Saha S, Cohen BB, Nagy J, McPherson ME, Phillips R. Well-being in the nation: a living library of measures to drive multi-sector population health improvement and address social determinants. Milbank Quarterly. 2020;98(3):641-663.
The WIN measures include 9 core measures to be used across initiatives:
- Wellbeing of people: person-reported wellbeing (e.g., Cantril’s ladder), life expectancy
- Wellbeing of places: child poverty, healthy community indices (e.g. county health rankings)
- Equity: differences in wellbeing, years of life lost, income inequality (e.g., Gini index), high school graduation rates, demographic variables used in a standard way for equity analysis (race, zip code, gender, language, rural status)
Additional measures to be used depending on the initiative are organized into leading indicators or flexible expanded sets (promising measures that require additional research or data) in several categories: community vitality, economy, education, environment and infrastructure, equity, food and agriculture, health, housing, public safety, transportation, wellbeing, and demographics.
The WIN measures are intended to be a living library, updated as additional research and data becomes available.
Gross Domestic Product (GDP) is used almost universally to gauge how well a society is doing but does not reflect the wellbeing of society or even the economy.
Stiglitz JE. GDP is the wrong tool for measuring what matters. Scientific American. August 1, 2020.
GDP is a measure of market activity. It does not reflect health, education, equality of opportunity, state of the environment, or even the state or sustainability of the economy. Indeed, a singular focus on GDP has led to using resources more efficiently in the short term while compromising long term impacts on the economy and society. The GDP includes goods and services of limited value and excludes others that are free but valuable to society such as unpaid caregiving by family members. It gives equal value to energy production from renewable sources such as solar or wind and from sources that cause environmental degradation such as coal.

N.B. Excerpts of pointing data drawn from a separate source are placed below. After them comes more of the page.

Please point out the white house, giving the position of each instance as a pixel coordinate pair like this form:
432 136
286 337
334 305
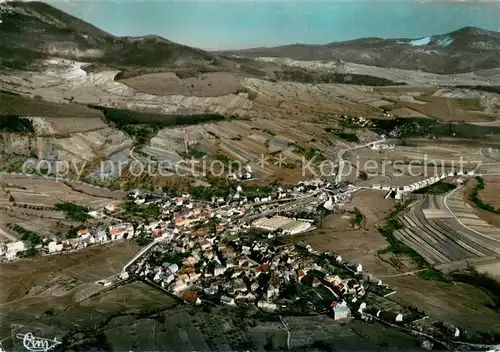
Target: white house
54 247
12 248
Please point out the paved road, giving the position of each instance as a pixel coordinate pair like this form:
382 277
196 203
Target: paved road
145 249
341 153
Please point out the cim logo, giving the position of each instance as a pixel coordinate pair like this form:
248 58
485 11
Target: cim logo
37 344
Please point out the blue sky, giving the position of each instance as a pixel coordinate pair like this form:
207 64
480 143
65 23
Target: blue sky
236 24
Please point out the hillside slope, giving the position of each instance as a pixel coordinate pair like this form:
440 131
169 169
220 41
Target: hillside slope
34 30
467 49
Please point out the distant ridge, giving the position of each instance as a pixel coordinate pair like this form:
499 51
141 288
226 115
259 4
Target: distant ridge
463 50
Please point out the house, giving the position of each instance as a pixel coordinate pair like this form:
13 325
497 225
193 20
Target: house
272 291
179 285
12 248
340 310
191 297
205 244
246 297
268 306
118 232
227 300
212 290
54 247
101 236
110 207
219 270
83 233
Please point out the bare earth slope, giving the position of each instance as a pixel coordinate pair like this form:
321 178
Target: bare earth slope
466 49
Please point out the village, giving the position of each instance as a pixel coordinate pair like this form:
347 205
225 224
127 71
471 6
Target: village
170 214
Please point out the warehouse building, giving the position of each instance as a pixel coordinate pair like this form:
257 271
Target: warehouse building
287 225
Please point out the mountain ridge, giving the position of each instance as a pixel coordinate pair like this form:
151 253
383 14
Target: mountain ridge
465 49
35 30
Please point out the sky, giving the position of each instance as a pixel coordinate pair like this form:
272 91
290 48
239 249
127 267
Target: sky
238 24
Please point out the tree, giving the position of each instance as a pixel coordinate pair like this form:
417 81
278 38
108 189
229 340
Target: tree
363 176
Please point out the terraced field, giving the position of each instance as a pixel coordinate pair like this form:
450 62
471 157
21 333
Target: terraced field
440 236
247 141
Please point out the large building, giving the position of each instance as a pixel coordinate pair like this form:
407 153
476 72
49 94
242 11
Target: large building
287 225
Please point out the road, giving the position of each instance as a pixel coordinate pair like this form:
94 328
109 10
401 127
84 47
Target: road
341 153
402 274
145 249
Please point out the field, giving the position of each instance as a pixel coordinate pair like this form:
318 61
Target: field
459 304
441 237
357 245
29 203
444 109
136 316
168 83
60 275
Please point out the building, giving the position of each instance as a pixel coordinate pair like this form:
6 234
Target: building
340 310
118 232
287 225
54 247
83 234
12 248
101 236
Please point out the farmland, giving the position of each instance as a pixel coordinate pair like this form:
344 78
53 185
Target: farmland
443 236
30 203
136 316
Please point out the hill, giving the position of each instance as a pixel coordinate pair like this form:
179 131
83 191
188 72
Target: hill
466 49
35 30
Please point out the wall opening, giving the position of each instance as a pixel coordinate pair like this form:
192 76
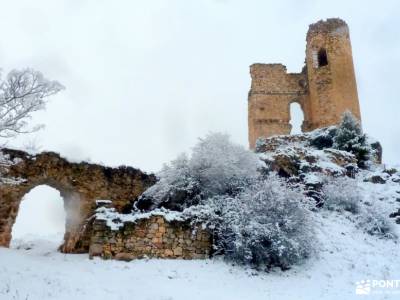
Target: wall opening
41 218
322 58
296 118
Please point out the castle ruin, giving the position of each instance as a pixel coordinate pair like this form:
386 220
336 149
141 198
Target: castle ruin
325 88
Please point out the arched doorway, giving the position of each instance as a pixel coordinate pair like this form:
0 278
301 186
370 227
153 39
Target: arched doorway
41 216
296 118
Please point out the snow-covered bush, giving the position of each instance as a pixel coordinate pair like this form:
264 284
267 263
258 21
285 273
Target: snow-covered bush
375 222
349 137
341 194
216 167
344 194
265 225
323 138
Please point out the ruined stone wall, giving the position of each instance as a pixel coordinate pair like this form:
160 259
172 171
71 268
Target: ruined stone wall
152 237
324 92
272 91
80 184
332 87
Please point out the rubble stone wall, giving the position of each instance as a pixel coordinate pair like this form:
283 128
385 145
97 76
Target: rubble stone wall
152 237
80 185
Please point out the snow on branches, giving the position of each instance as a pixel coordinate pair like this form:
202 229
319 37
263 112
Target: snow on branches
23 92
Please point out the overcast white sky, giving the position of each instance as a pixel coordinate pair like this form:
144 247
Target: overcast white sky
145 79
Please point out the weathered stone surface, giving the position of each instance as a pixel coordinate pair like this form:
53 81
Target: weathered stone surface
325 88
80 184
175 239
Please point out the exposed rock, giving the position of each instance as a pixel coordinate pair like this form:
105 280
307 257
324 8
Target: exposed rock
80 185
150 237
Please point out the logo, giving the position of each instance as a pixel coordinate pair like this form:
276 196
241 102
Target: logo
363 287
368 287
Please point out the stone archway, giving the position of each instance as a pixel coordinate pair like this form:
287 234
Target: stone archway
80 185
298 104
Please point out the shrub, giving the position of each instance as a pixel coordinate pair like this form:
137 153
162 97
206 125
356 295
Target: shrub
266 225
216 167
349 137
323 138
341 194
375 222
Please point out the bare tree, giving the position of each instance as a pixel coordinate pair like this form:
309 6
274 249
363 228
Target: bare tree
23 92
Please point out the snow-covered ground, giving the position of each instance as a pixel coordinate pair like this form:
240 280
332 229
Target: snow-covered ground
35 270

Expert economists recommend “dethroning” GDP and instead using a dashboard of a set of metrics for health, sustainability, and other values the people of the nation aspire to – and harms they wish to diminish (e.g., inequality). Trying to use one single measure loses too much information in aggregation. The Organization for Economic Cooperation and Development’s Better Life initiative includes 11 categories of indicators: housing, income, jobs, community, education, environment, civic engagement, health, life satisfaction, safety, and work life balance. New Zealand embedded well being indicators into their budgetary processes starting in 2019.